The 5th Amendment’s self-incrimination clause had a very different effect on court proceedings in the early republic than the effect it has today. At the time of America’s Founding, a defendant was frequently questioned by a magistrate before the trial began, and without first informing the suspect that he had a “right to remain silent.” And it was also not uncommon for a suspect to defend himself in court. Most juries, therefore, heard statements that had been made by the defendant, even if he chose not to testify under oath. Today, when a defendant opts to “take the Fifth,” the jury is not likely to hear a word from him unless the police have seized evidence of conversations or private papers pursuant to a warrant.
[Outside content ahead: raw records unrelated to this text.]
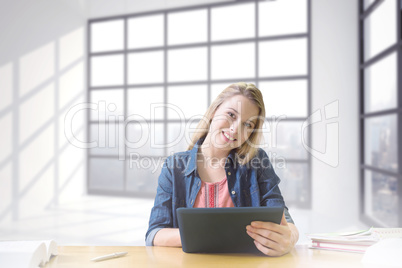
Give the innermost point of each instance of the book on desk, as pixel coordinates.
(353, 241)
(26, 254)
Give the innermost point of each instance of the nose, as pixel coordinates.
(234, 127)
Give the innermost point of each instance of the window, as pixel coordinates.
(144, 68)
(380, 112)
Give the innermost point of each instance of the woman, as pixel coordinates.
(223, 167)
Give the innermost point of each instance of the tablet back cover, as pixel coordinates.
(222, 230)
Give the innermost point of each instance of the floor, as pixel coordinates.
(98, 220)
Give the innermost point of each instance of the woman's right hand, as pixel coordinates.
(168, 237)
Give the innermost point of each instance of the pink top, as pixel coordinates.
(212, 195)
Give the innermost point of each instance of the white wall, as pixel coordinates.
(335, 78)
(42, 74)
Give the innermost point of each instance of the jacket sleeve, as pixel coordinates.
(268, 183)
(161, 213)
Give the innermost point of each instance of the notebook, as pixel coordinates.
(222, 230)
(26, 254)
(353, 241)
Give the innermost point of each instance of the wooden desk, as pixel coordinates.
(301, 256)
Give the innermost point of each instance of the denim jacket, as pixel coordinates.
(251, 185)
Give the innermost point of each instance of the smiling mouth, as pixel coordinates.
(228, 137)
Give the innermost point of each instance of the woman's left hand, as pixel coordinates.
(272, 239)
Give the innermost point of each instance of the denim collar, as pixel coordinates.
(192, 161)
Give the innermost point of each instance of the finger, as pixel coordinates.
(267, 234)
(263, 240)
(284, 221)
(273, 227)
(267, 251)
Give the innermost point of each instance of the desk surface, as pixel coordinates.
(301, 256)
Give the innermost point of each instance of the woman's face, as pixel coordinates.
(233, 122)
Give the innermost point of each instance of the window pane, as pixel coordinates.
(147, 31)
(107, 70)
(367, 3)
(380, 29)
(187, 101)
(277, 101)
(109, 103)
(381, 142)
(233, 22)
(233, 61)
(283, 57)
(179, 136)
(140, 102)
(106, 174)
(293, 180)
(187, 64)
(143, 174)
(284, 139)
(109, 137)
(381, 198)
(145, 67)
(282, 17)
(106, 36)
(187, 27)
(380, 85)
(145, 139)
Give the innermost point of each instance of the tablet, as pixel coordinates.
(222, 230)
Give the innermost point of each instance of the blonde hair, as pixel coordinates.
(248, 149)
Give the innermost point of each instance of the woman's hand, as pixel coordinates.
(273, 239)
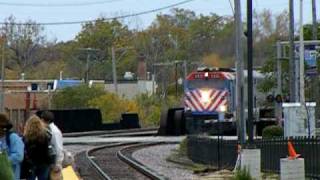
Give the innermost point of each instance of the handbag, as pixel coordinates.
(68, 159)
(6, 171)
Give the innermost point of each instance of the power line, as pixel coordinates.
(56, 4)
(106, 19)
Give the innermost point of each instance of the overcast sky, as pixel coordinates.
(112, 8)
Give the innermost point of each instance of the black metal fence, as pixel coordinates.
(205, 150)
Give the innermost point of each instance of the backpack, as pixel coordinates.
(8, 142)
(51, 153)
(6, 171)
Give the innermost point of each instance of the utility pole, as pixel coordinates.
(176, 77)
(241, 124)
(87, 67)
(314, 21)
(2, 74)
(114, 70)
(292, 62)
(301, 50)
(250, 69)
(315, 79)
(279, 83)
(185, 70)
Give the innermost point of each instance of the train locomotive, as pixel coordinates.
(209, 101)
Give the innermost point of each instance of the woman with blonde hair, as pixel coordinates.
(37, 143)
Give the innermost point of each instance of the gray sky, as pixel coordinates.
(120, 7)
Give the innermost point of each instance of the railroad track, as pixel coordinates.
(111, 133)
(114, 161)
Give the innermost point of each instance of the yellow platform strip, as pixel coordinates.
(69, 174)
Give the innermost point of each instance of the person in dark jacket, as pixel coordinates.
(12, 143)
(37, 142)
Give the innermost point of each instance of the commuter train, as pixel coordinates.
(209, 96)
(209, 104)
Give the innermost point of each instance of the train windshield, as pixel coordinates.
(207, 84)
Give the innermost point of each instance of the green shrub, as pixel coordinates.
(242, 174)
(272, 131)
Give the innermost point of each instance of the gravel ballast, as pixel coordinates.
(154, 157)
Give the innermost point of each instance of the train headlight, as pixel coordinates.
(205, 96)
(223, 108)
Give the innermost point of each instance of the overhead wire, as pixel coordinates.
(108, 18)
(57, 4)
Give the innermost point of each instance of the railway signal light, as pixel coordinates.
(279, 98)
(270, 98)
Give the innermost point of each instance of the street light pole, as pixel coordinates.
(2, 75)
(250, 64)
(301, 46)
(87, 68)
(114, 70)
(176, 78)
(241, 123)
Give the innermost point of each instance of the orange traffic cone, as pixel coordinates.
(292, 152)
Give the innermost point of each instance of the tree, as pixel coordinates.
(112, 106)
(75, 97)
(25, 43)
(102, 35)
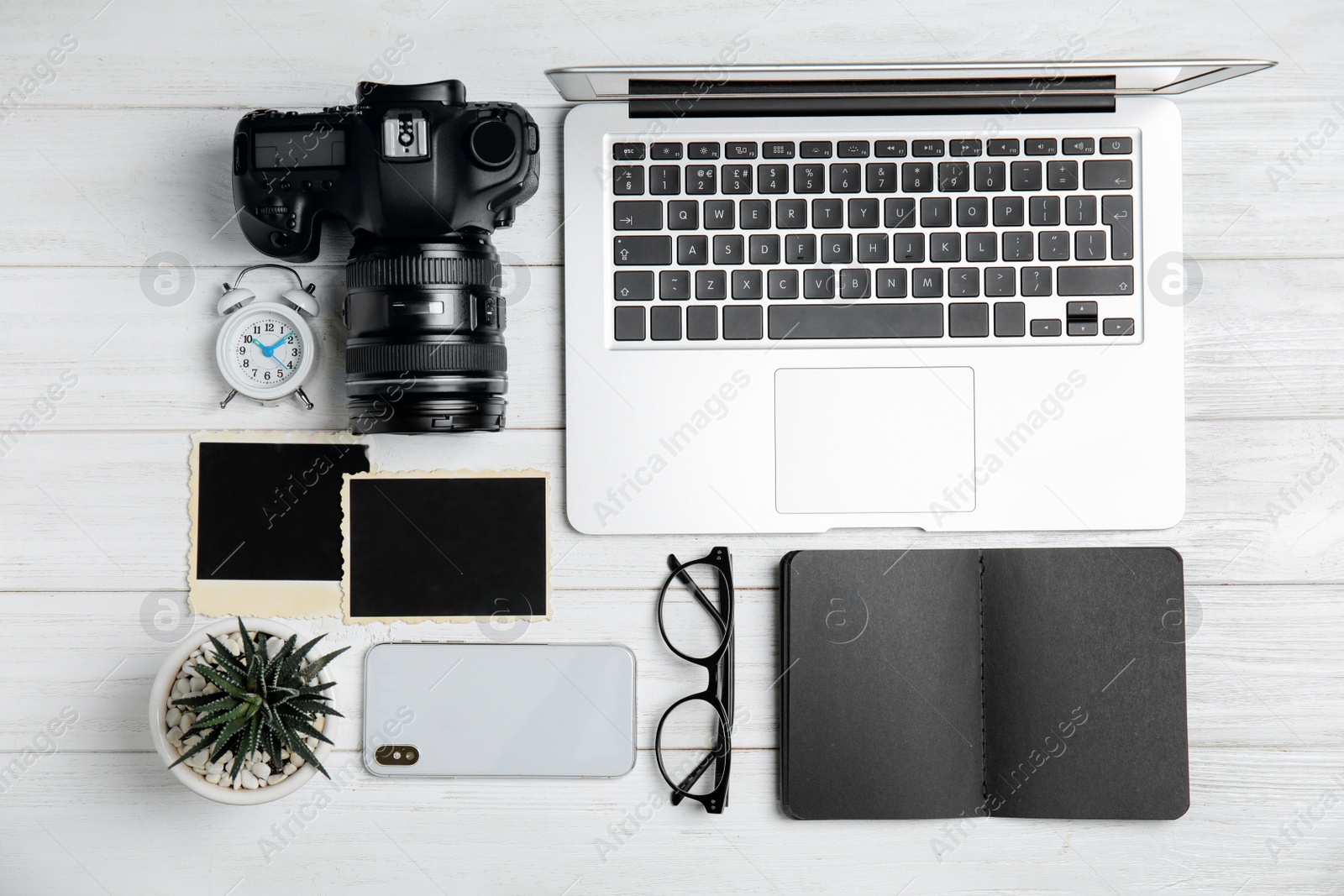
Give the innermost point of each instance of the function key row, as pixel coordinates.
(862, 148)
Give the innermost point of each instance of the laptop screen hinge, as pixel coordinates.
(662, 98)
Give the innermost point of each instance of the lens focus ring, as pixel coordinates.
(421, 270)
(427, 358)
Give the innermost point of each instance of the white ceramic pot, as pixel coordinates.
(159, 726)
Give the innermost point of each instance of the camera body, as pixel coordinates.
(409, 163)
(423, 179)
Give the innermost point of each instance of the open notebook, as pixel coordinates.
(1019, 683)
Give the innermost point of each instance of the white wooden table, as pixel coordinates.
(121, 152)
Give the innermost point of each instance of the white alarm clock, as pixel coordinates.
(265, 348)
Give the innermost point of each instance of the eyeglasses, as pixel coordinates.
(696, 618)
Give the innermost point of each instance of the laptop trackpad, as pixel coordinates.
(875, 439)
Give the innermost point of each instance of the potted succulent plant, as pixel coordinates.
(244, 715)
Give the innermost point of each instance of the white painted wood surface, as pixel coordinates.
(123, 154)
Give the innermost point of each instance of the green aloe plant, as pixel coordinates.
(264, 703)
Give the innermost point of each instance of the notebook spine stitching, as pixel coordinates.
(984, 754)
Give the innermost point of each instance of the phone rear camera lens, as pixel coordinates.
(494, 143)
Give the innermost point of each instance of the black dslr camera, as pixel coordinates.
(423, 179)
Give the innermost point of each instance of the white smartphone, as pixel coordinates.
(499, 710)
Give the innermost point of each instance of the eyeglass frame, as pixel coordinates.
(719, 665)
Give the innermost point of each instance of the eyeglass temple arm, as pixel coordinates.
(674, 564)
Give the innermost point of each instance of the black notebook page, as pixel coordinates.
(1085, 683)
(880, 694)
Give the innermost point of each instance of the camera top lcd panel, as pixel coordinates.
(409, 163)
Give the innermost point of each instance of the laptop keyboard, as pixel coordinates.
(1011, 241)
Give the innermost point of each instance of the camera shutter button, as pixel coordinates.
(494, 143)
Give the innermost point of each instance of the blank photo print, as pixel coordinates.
(266, 520)
(447, 546)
But even early cases recognized that confessions that took place prior to a trial should be rejected if there was a possibility that they were coerced. In one early Pennsylvania case, Commonwealth v. Dillon (1792), the Court had to consider the admissibility of a confession extracted from a boy of twelve. The boy had been accused of arson, but he had initially denied the charge. For two days he was confined to an uncomfortable cell while successive visitors urged him to confess his crime. They told him that if he did confess his crime, then he would immediately be provided with food and other comforts, his friends would stand by him, and any jury would probably show compassion and pardon him. He was also told that he would be without hope of mercy if he was convicted without a confession, and they showed him the “dungeon” that he could expect to inhabit.
After two days of this treatment, the boy confessed. The court ruled that if there was even a chance that the confession was coerced (especially in the case of a child) then it must be ruled inadmissible. The boy was acquitted in spite of his confession and some circumstantial evidence tying him to the crime.